How Do I Clean My Countertops?
For every day cleaning, we recommend a solution of a small amount of Dawn dish detergent and water in a spray bottle. You can also use a store bought cleaner that is ph balanced specifically for use on natural stone. There are also several disinfectant cleaners on the market formulated for use on natural stone.
Are My Countertops Sealed and How Often Do I Need to Seal Them?
Most importantly, your countertops have been sealed 1-2 times prior to completing your project. However, some stone may require additional applications down the road. Each type of stone differs in its porosity and how often it needs to be resealed (length of time will also vary depending upon the cleaners you use on your countertops). If your counters darken when they get wet, you know that it is time to reseal your counters. Resealing is a fairly simple wipe-on, wipe-off process and nothing to be concerned about.
If Natural Stone Is So "Indestructible", Why Can't I Use Regular Cleaner?
In the case of granite (a stone made from silica), standard cleaners will not harm the stone. However, it will break down the formulation of the sealer that has been applied to your countertops. As for marble (a stone made from calcite) can easily be etched by many of the chemicals that are in standard cleaners.
Do I Need to Use Polish on My Countertops?
No. Your countertops have been mechanically polished using diamond abrasives and water. The polish will not wear off. You can use polish if you want an extra sparkle in your counters, but it is not necessary.
Can I Set a Hot Pan on My Countertop?
It is best to use trivets.
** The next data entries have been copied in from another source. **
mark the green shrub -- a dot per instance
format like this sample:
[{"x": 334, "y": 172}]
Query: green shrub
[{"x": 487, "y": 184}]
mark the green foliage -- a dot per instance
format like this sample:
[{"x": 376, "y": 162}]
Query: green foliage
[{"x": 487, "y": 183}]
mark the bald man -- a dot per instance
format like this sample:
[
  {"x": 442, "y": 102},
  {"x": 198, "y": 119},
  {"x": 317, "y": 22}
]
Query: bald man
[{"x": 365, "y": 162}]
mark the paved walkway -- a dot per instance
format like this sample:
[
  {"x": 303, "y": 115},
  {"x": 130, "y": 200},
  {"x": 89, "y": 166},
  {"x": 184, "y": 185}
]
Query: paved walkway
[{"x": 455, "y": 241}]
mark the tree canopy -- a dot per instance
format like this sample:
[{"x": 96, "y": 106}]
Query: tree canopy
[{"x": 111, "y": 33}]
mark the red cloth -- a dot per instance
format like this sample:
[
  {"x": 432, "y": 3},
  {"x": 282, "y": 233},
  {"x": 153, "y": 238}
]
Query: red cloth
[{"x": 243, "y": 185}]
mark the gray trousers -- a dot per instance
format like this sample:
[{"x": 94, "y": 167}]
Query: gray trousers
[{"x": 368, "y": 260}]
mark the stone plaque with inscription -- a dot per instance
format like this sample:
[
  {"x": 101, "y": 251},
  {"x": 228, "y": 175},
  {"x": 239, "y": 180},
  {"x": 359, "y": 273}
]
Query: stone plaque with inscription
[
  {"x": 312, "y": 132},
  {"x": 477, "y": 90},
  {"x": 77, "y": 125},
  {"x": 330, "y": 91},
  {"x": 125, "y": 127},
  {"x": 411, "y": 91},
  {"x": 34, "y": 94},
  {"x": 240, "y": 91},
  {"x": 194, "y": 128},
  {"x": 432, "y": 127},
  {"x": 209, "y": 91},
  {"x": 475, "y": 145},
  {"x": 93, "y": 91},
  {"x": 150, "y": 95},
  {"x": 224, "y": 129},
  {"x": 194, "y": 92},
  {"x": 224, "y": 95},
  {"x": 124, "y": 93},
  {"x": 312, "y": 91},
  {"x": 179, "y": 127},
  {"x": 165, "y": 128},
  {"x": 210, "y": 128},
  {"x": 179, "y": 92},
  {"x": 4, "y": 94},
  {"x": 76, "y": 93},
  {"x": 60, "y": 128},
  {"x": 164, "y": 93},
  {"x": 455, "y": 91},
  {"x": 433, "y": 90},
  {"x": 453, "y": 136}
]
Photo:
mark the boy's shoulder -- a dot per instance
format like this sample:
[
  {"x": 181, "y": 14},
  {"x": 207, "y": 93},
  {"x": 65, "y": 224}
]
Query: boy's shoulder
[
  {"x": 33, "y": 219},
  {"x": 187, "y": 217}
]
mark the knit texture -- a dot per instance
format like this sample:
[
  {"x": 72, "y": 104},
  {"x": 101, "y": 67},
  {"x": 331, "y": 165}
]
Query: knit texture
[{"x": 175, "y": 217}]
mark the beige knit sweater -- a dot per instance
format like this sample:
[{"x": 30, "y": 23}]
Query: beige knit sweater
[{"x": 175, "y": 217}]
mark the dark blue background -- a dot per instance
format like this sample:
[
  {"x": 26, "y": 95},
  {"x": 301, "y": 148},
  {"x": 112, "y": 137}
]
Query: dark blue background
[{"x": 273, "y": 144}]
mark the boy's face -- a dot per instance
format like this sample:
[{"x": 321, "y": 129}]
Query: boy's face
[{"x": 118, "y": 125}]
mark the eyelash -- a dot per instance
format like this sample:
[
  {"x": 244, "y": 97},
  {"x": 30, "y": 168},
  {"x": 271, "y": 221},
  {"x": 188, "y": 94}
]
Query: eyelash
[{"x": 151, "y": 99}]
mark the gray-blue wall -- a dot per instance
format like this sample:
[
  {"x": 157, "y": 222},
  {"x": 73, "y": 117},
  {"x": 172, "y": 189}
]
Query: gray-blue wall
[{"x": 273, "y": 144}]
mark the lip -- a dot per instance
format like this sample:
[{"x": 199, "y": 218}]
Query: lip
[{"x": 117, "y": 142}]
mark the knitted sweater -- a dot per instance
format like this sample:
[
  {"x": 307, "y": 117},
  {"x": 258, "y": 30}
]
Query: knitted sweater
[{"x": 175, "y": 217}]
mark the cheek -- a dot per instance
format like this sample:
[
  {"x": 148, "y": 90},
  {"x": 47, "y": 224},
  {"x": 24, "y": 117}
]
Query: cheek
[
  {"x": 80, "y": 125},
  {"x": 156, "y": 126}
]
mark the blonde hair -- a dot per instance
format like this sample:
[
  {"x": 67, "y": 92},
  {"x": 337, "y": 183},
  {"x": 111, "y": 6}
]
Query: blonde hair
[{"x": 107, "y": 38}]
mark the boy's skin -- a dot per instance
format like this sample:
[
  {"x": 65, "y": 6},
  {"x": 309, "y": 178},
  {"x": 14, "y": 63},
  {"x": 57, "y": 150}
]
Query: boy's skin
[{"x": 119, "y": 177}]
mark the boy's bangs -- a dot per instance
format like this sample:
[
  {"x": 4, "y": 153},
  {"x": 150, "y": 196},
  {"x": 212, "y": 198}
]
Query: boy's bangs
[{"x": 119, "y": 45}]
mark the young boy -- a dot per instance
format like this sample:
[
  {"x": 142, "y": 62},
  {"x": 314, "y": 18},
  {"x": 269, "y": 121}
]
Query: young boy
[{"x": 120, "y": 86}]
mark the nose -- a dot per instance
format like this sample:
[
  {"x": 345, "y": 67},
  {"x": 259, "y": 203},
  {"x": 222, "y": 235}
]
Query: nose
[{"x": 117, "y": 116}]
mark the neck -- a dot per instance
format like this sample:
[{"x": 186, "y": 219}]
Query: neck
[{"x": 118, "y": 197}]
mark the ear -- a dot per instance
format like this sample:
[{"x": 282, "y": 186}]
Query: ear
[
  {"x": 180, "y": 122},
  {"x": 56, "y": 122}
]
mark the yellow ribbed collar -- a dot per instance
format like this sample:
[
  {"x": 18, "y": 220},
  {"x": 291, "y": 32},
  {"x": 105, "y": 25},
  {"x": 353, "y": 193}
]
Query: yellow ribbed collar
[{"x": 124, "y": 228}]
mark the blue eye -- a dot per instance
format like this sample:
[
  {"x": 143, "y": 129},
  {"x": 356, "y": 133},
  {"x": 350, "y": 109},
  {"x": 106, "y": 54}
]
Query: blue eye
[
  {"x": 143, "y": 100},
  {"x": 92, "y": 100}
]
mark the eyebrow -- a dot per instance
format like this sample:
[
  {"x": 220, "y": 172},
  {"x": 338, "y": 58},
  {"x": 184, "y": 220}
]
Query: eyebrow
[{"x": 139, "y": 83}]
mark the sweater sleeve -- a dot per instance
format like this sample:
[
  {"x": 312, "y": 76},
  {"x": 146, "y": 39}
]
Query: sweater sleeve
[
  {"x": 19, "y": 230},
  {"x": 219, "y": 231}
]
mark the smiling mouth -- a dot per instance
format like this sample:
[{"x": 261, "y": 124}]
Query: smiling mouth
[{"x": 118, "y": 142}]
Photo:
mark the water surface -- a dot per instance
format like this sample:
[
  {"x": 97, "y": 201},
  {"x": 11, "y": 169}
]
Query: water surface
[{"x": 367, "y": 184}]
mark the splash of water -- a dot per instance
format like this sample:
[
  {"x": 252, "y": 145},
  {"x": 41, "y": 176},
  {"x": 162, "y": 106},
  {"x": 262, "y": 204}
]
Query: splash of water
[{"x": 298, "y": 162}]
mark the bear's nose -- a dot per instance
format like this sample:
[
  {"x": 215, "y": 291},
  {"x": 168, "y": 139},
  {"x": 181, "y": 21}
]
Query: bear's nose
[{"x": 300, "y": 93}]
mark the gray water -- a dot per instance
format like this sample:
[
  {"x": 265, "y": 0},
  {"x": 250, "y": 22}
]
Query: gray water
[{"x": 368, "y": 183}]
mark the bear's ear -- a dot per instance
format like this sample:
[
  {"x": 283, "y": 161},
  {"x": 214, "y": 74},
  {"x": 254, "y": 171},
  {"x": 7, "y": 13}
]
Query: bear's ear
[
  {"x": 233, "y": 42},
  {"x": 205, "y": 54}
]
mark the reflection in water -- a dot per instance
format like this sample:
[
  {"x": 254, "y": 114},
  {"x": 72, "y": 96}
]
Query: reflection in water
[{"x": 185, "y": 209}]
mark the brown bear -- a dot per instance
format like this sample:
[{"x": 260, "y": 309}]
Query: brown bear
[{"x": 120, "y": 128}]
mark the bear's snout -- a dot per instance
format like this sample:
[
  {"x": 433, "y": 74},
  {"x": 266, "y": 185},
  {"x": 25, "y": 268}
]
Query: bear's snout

The heat created from your stove or your cook top cannot hurt the stone. However, a sudden thermal change from cool to hot could cause an air pocket within the stone to expand and “pop” out a piece of quartz.
Is Granite Scratch Proof?
No. However, it is scratch resistant. In order to scratch any object, the item causing the scratch must be harder than the item being scratched. Since only a few things are harder than granite (quartz, silica and diamond), it is difficult to scratch. But remember, the un-glazed ceramics on the bottom of many kitchen items are full of silica.